What’s the difference between ‘Shareware’ and ‘Demos’?

Back in the day, these terms were commonly used as synonyms for the other, but today the distinction is clear based on technical elements. A demo is but a small portion of a game that can be tried for free, usually one or two levels. As mentioned, shareware is usually an actual full game that encourages you to purchase its sequels if you find the game to your liking. There are instances where a shareware game is not a full installment, however they can be upgraded to the full purchased game, which also allowed maintaining saved files from the shareware version. A number of next-gen trial games from PSN and XBLA follows this same design. Demos, however, do not hold this element as they are completely separate from their respective full titles. An example would be the shareware of Descent vs. the demo of Descent II.

What puts the ‘share’ in ‘shareware’ was also the fact that, prior to today’s hectic struggles of DRM and piracy, you could copy and install a game on any number of PCs. This was to encourage gamers to share amongst friends. Once you have a group of people interested in the product, word of mouth and trial installation would spread making profit foreseeable.


Where could people get shareware?

Shareware was found in many stores, usually taking up floppy disk racks. There was a small cost for these games but it was only to help developers cover the cost of minor packaging and the use of disks, but, the game contained was essentially free. Eventually, the use of floppy disks were ditched in favor of CD’s. These could contain multiple shareware games, from the same developer, packaged into one. Locations that used to sell shareware included CompUSA, Spencer’s and Electronics Boutique. Shareware games were also distributed at gaming and computer conventions.
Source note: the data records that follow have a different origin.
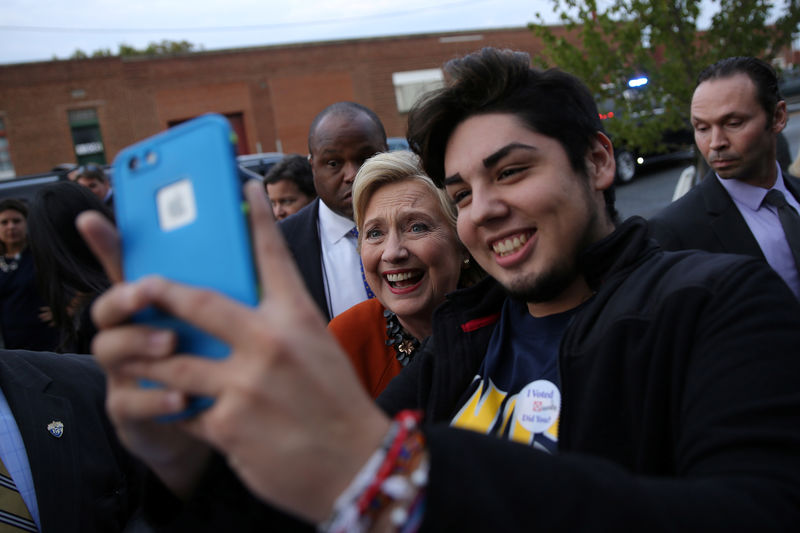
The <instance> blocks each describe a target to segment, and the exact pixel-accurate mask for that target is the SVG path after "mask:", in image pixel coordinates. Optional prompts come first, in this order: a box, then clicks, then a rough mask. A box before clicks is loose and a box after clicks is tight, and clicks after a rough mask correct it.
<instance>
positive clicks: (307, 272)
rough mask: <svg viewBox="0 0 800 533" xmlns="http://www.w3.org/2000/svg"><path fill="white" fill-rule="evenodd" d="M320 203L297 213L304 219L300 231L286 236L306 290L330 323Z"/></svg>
mask: <svg viewBox="0 0 800 533" xmlns="http://www.w3.org/2000/svg"><path fill="white" fill-rule="evenodd" d="M319 202H320V199H319V198H317V199H316V200H314V202H312V203H311V204H309V205H308V206H306V207H304V208H303V210H304V212H300V213H297V215H295V216H297V217H302V219H301V220H298V221H297V222H301V224H299V225H298V226H297V228H298V231H296V232H295V233H294V235H291V236H289V235H286V234H284V235H285V236H286V237H287V239H286V240H287V241H288V242H287V244H288V246H289V249H290V251H291V252H292V254H293V255H294V257H295V263H296V265H297V269H298V270H299V271H300V275H301V276H302V277H303V280H304V281H305V282H306V289H308V292H309V293H310V294H311V297H312V298H314V301H315V302H316V303H317V307H319V309H320V310H321V311H322V313H323V315H325V319H326V320H328V321H330V319H331V317H330V315H329V313H328V298H327V297H326V295H325V282H324V281H323V275H324V274H323V272H322V243H321V241H320V237H319Z"/></svg>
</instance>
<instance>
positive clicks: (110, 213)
mask: <svg viewBox="0 0 800 533" xmlns="http://www.w3.org/2000/svg"><path fill="white" fill-rule="evenodd" d="M90 209H91V210H95V211H99V212H101V213H103V214H104V215H105V216H107V217H108V218H109V220H112V221H113V216H112V215H111V212H110V211H109V210H108V209H107V208H106V206H105V205H104V204H103V202H101V201H100V199H98V198H97V197H96V196H95V195H94V194H93V193H92V192H91V191H90V190H89V189H87V188H86V187H83V186H81V185H78V184H77V183H72V182H67V181H61V182H57V183H52V184H49V185H46V186H44V187H42V188H41V189H39V190H38V191H37V192H36V195H35V196H34V198H33V201H32V202H31V206H30V215H29V217H28V224H29V229H30V234H31V250H32V251H33V257H34V260H35V262H36V266H37V271H36V274H37V275H36V280H37V284H38V286H39V290H40V292H41V293H42V295H43V296H44V298H45V300H46V302H47V304H48V306H49V307H50V310H51V312H52V316H53V323H54V324H55V326H56V328H58V330H59V332H60V334H61V341H60V344H59V346H58V350H59V351H62V352H75V353H89V352H90V344H91V340H92V338H93V337H94V334H95V332H96V330H95V327H94V324H93V323H92V321H91V318H90V316H89V306H90V304H91V303H92V302H93V301H94V299H95V298H96V297H97V296H98V295H99V294H100V293H102V292H103V291H104V290H106V289H107V288H108V287H109V285H110V283H109V281H108V278H107V277H106V275H105V272H104V271H103V268H102V267H101V266H100V263H99V262H98V261H97V259H96V258H95V257H94V254H92V252H90V251H89V248H88V247H87V246H86V243H85V242H84V240H83V238H82V237H81V236H80V235H79V234H78V231H77V229H76V228H75V218H76V217H77V216H78V215H79V214H80V213H82V212H84V211H86V210H90Z"/></svg>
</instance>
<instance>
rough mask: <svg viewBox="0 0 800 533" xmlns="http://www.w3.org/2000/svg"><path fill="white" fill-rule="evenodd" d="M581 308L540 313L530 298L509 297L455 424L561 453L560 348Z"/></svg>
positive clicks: (486, 433) (551, 450) (550, 451)
mask: <svg viewBox="0 0 800 533" xmlns="http://www.w3.org/2000/svg"><path fill="white" fill-rule="evenodd" d="M576 310H577V309H571V310H569V311H566V312H564V313H559V314H556V315H550V316H545V317H540V318H535V317H533V316H531V315H530V313H529V312H528V308H527V306H526V305H525V304H524V303H521V302H517V301H513V300H511V299H507V300H506V302H505V303H504V304H503V309H502V312H501V315H500V320H499V322H498V324H497V326H495V329H494V332H493V333H492V337H491V339H490V340H489V346H488V349H487V352H486V357H485V358H484V359H483V363H482V364H481V367H480V369H479V370H478V374H477V375H476V376H475V378H474V379H473V380H472V383H471V384H470V386H469V388H468V389H467V391H466V392H465V393H464V396H462V400H461V405H462V407H461V409H460V410H459V411H458V413H457V414H456V415H455V417H454V418H453V420H452V421H451V425H452V426H453V427H459V428H464V429H471V430H473V431H478V432H481V433H486V434H489V435H497V436H499V437H503V438H508V439H511V440H515V441H517V442H522V443H527V444H531V445H532V446H534V447H535V448H539V449H541V450H545V451H547V452H550V453H555V452H556V451H557V449H558V415H559V412H560V410H561V394H560V391H559V386H560V383H559V377H558V348H559V345H560V343H561V337H562V335H563V334H564V331H565V330H566V328H567V325H568V324H569V321H570V319H571V318H572V316H573V315H574V314H575V312H576Z"/></svg>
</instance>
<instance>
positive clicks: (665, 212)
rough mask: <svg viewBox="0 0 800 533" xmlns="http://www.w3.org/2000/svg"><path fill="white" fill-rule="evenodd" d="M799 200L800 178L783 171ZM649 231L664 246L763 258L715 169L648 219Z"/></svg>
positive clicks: (737, 210)
mask: <svg viewBox="0 0 800 533" xmlns="http://www.w3.org/2000/svg"><path fill="white" fill-rule="evenodd" d="M783 180H784V183H785V184H786V188H787V189H789V191H790V192H791V193H792V194H793V195H794V197H795V198H796V199H798V200H800V179H798V178H795V177H794V176H791V175H789V174H786V173H784V174H783ZM650 233H651V236H652V237H653V238H654V239H656V240H657V241H658V242H659V244H660V245H661V246H662V247H663V248H664V249H665V250H705V251H707V252H721V253H729V254H743V255H750V256H752V257H758V258H759V259H761V260H762V261H766V259H765V258H764V254H763V252H762V251H761V247H760V246H759V245H758V241H756V238H755V237H754V236H753V233H752V232H751V231H750V228H749V227H748V225H747V222H745V220H744V217H743V216H742V214H741V213H740V212H739V209H738V208H737V207H736V204H735V203H734V202H733V199H732V198H731V197H730V195H729V194H728V191H726V190H725V187H723V186H722V185H721V184H720V183H719V180H717V178H716V176H715V175H714V172H709V173H708V174H706V176H705V177H704V178H703V181H701V182H700V183H699V184H698V185H697V186H695V187H694V188H693V189H692V190H690V191H689V192H687V193H686V194H685V195H683V196H682V197H680V198H678V199H677V200H675V201H674V202H673V203H671V204H670V205H668V206H667V207H665V208H664V209H662V210H661V211H660V212H658V213H657V214H656V215H654V216H653V217H652V218H651V219H650Z"/></svg>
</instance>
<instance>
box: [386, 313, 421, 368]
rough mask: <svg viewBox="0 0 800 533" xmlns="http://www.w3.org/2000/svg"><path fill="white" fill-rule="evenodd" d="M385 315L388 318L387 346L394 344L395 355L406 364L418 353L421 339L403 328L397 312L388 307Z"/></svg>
mask: <svg viewBox="0 0 800 533" xmlns="http://www.w3.org/2000/svg"><path fill="white" fill-rule="evenodd" d="M383 316H384V318H386V337H387V340H386V346H392V347H393V348H394V356H395V357H396V358H397V360H398V361H399V362H400V364H401V365H403V366H406V365H407V364H408V363H410V362H411V360H412V359H413V358H414V355H415V354H416V353H417V348H419V340H417V339H416V338H414V337H413V336H412V335H411V334H409V333H408V332H407V331H406V330H405V329H403V326H402V325H401V324H400V321H399V320H398V319H397V315H396V314H394V313H393V312H391V311H389V310H388V309H386V310H385V311H384V312H383Z"/></svg>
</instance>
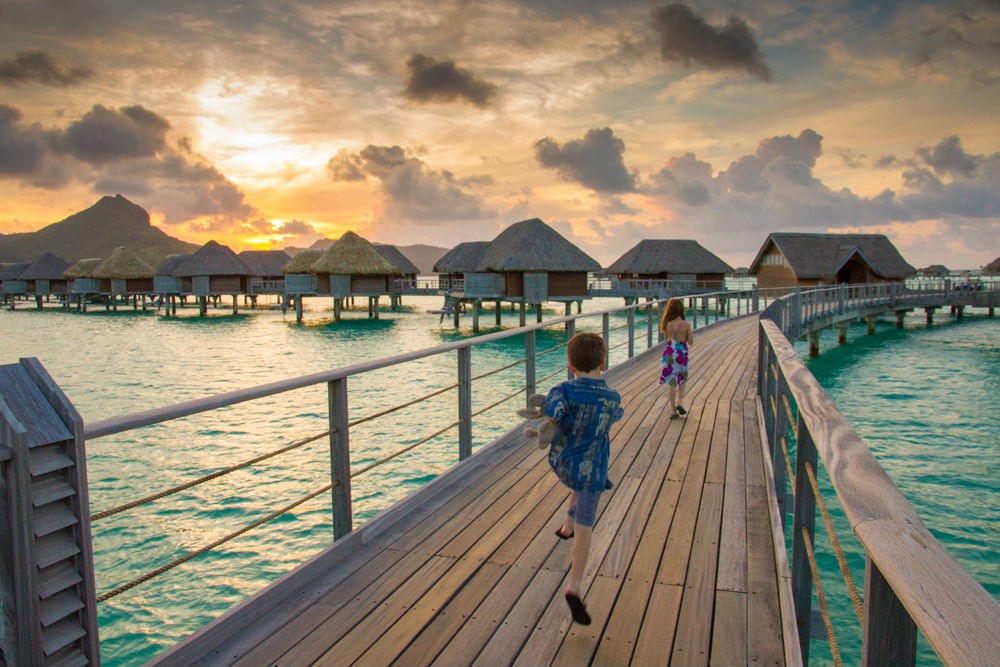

The most popular method of obtaining shareware was through the award winning Software Creations BBS (Bulletin Board System). This allowed gamers to download shareware for free, since covering the costs of packaging and disks didn’t apply. The BBS implementation also encouraged people to purchase modems, jump starting the internet revolution.

Once the internet took off, gamers were able to download demos/sharewares from a number of sites. With the advent of the first PlayStation, it became common for gaming magazines to include a disc of demos with each issue.


What were some popular shareware games?

This is the part where my age begins to show. Due to only a certain number of companies that used this marketing medium, only a number of genres were involved with the shareware era: platformers, puzzle, sports, a small number of RPGs, and FPS.

Memorable titles include Commander Keen, Cosmo’s Cosmic Adventure, Crystal Caves, Alien Carnage, Mystic Towers, Hocus Pocus, Jazz Jackrabbit, Xargon, Electroman, and Duke Nukem’s original sidescrolling games. Even Doom and Wolfenstein 3D made use of the shareware model; the first few levels or the entire first chapter could be played for free.

Amusingly enough, Chex also implemented the use of shareware games for their cereal. In 1996, boxes of Chex cereal included a free CD for the game Chex Quest, a child friendly FPS converted from Ultimate Doom. A sequel was also made in 1997, followed by a third game in 2008. Today, the games are available for free download on a number of webpages.


What happened to shareware?

With the advancement of technology in the mid-90s, shareware began losing its foothold in the big picture. As the availability of the internet became widespread, demands began to grow. And with the evolution of game technology, the amount of available memory space to accommodate shareware games on disc went dry. This also led gaming magazines to eventually stop including demo discs in their publications.

Today, we now rely on the internet and the online channels of next-gen consoles for taste testing games. The model is followed, but the subject of memory space still stands, thus much of these demos can be rather short and it’s just not the same as it used to be. Shareware does live on in premium content found on Playstation Plus and XBLA, but having to pay for a monthly subscription tends to wear heavily on its spirit.

Despite shareware’s fade to memory, its impact can still be felt. Though our youngsters may never experience it, shareware definitely served as an important component in defining today’s gaming culture.